6. Sistematika artikel hasil pemikiran adalah : judul, nama penulis (tanpa gelar), abstrak maksimum
100 kata dan kata kunci (3-5 kata); pendahuluan (berisi latar belakang dan tujuan ruang lingkup
tulisan); bahasan utama (yang dapat dibagi ke dalam beberapa sub bagian); kesimpulan dan
saran; daftar rujukan.
7. Sumber rujukan sedapat mungkin merupakan pustaka terbitan 10 tahun terakhir. Rujukan yang
diutamakan adalah sumber-sumber primer berupa laporan penelitian (termasuk skripsi, tesis,
disertasi) atau artikel-artikel penelitian dalam jurnal majalah ilmiah.
8. Perujukan dan pengutipan menggunakan teknik rujukan berkurung (nama, tahun), contoh (Davis,
2003)
9. Daftar rujukan disusun dengan tata cara seperti contoh :
Buku :
Senderowitz, 1995. Kesehatan Reproduksi Remaja, Press Gajah Mada, Yogyakarta.
Jurnal :
Hutchinnson, 1999. Evaluasi dan Penelitian Pendidikan Kesehatan. BMJ 318 : 1265 – 1269
Wilopo, 1994, Hasil Konferensi Kependudukan di Kairo : Implikasinya pada Program Kesehatan
Reproduksi di Indonesia. Populasi Volume 3 : 1 – 28
Internet
Hitchcock, S. 2005. Trends Nursing Practice. http://www.nurs.com.net.id
10. Semua naskah ditelaah secara anonym oleh penyunting ahli yang ditunjuk oleh penyunting
menurut bidang kepakarannya. Penulis artikel diberi kesempatan untuk melakukan perbaikan
(revisi) naskah atas dasar rekomendasi/saran dari penyunting ahli atau penyunting pelaksana.
Kepastian pemuatan atau penolakan naskah akan diberitahukan secara lisan atau tulisan.
11. Pemeriksaan dan penyuntingan cetak-coba dikerjakan oleh penyunting dan/atau dengan
melibatkan penulis. Artikel yang sudah dalam bentuk cetak-coba dapat dibatalkan pemuatannya
oleh penyunting jika diketahui bermasalah.
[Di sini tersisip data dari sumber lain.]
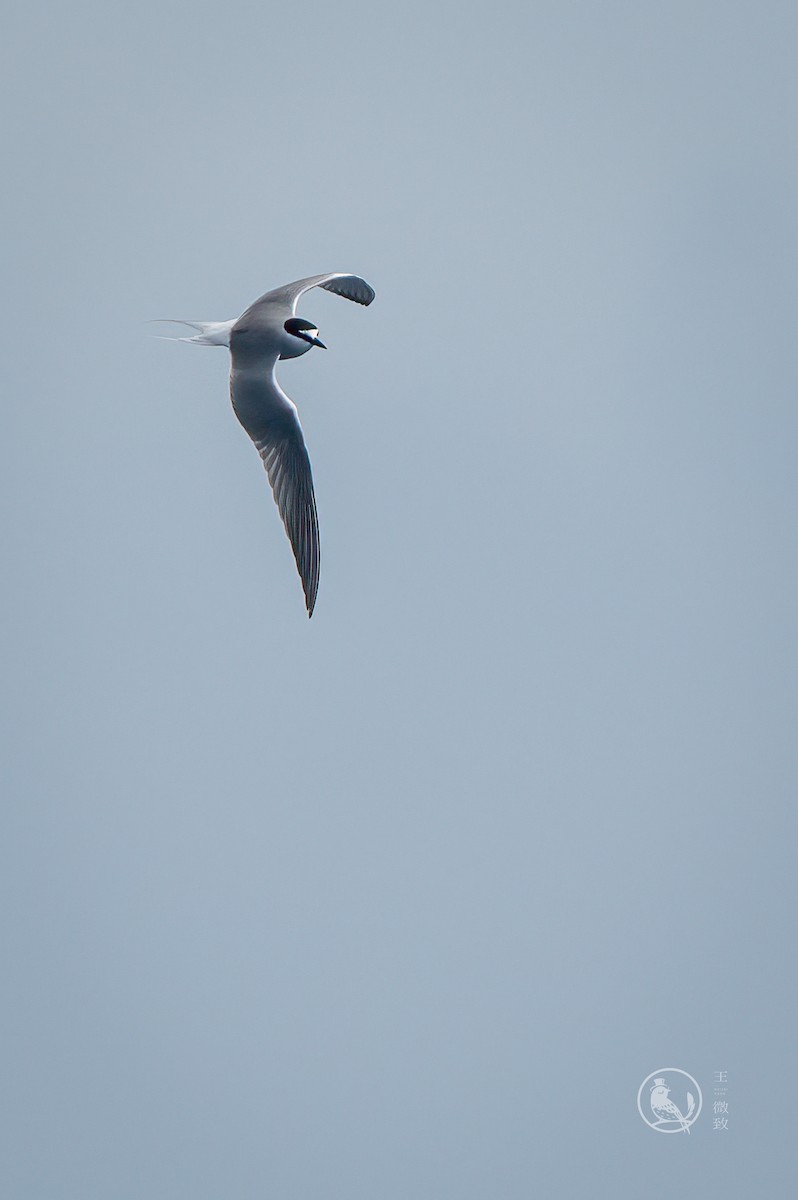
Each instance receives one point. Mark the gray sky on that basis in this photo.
(405, 901)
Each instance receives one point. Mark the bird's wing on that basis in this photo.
(351, 287)
(271, 421)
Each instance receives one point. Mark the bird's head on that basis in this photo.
(303, 334)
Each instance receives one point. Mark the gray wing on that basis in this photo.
(351, 287)
(271, 421)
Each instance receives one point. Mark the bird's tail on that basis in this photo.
(209, 333)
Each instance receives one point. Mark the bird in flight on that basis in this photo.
(270, 330)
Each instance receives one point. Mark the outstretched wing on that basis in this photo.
(351, 287)
(271, 421)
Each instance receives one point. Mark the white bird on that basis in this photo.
(665, 1110)
(270, 330)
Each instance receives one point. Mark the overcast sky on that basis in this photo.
(403, 903)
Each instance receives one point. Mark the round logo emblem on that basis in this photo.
(670, 1101)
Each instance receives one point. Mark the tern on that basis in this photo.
(270, 330)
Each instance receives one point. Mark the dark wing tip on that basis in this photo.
(351, 287)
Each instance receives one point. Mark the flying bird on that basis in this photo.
(270, 330)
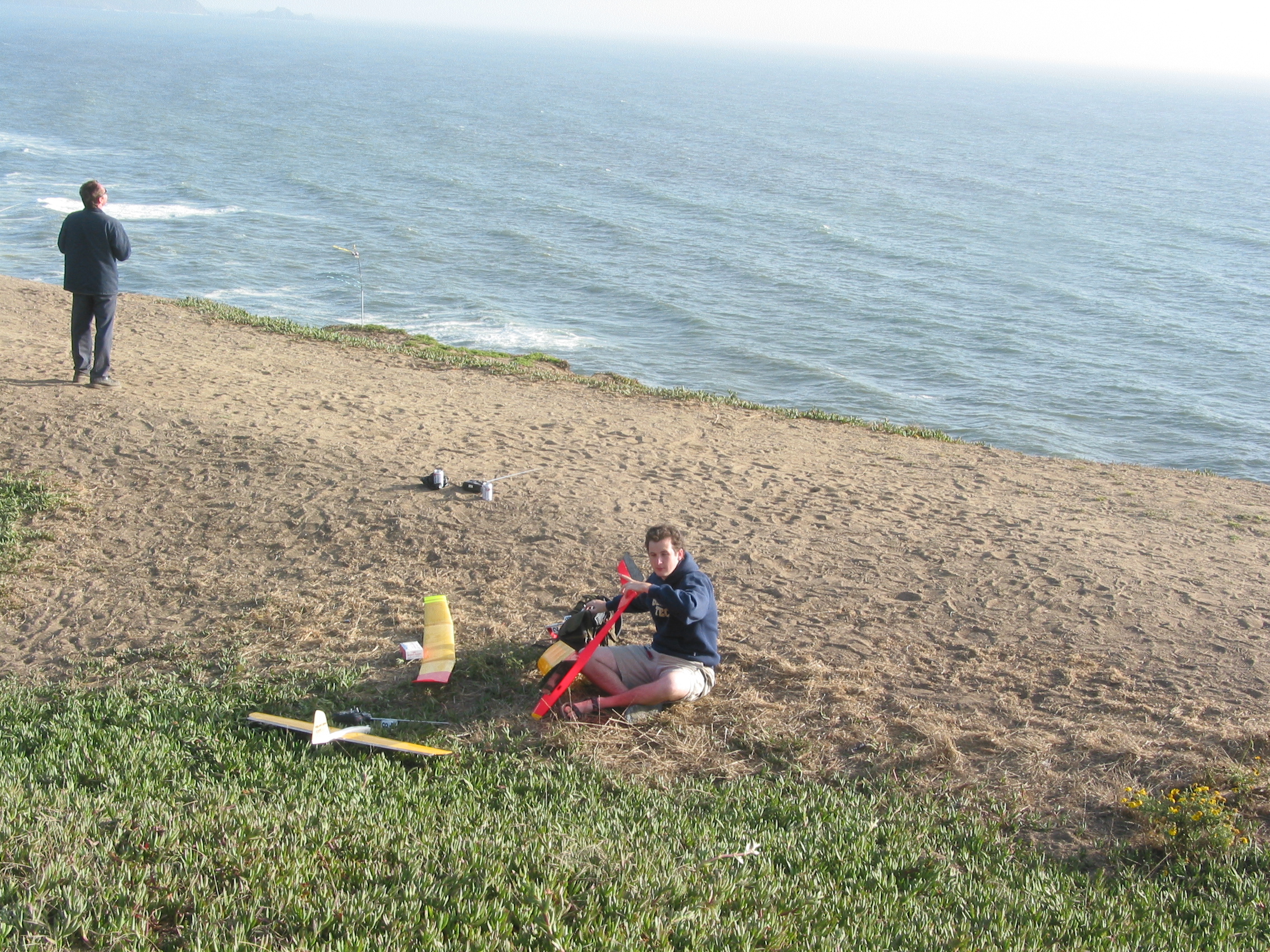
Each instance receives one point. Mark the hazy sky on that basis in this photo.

12. Segala sesuatu yang menyangkut perijinan atau penggunaan software computer untuk
pembuatan naskah atau ikhwal lain terkait dengan Hak Atas Kekayaan Intelektual (HAKI) yang
dilakukan oleh penulis artikel, berikut konsekuensi hukum yang mungkin timbul karenanya,
menjadi tanggung jawab penuh artikel tersebut.
13. Sebagai prasyarat bagi pemrosesan artikel, para penyumbang artikel, wajib menjadi pelanggan.
Penulis yang artikelnya dimuat wajib membayar kontribusi biaya cetak sebesar Rp. 200.000/judul.
Sebagai imbalannya, penulis menerima jurnal pemuatan sebanyak 2 eksemplar. Artikel yang tidak
dimuat tidak akan dikembalikan, kecuali atas permintaan penulis.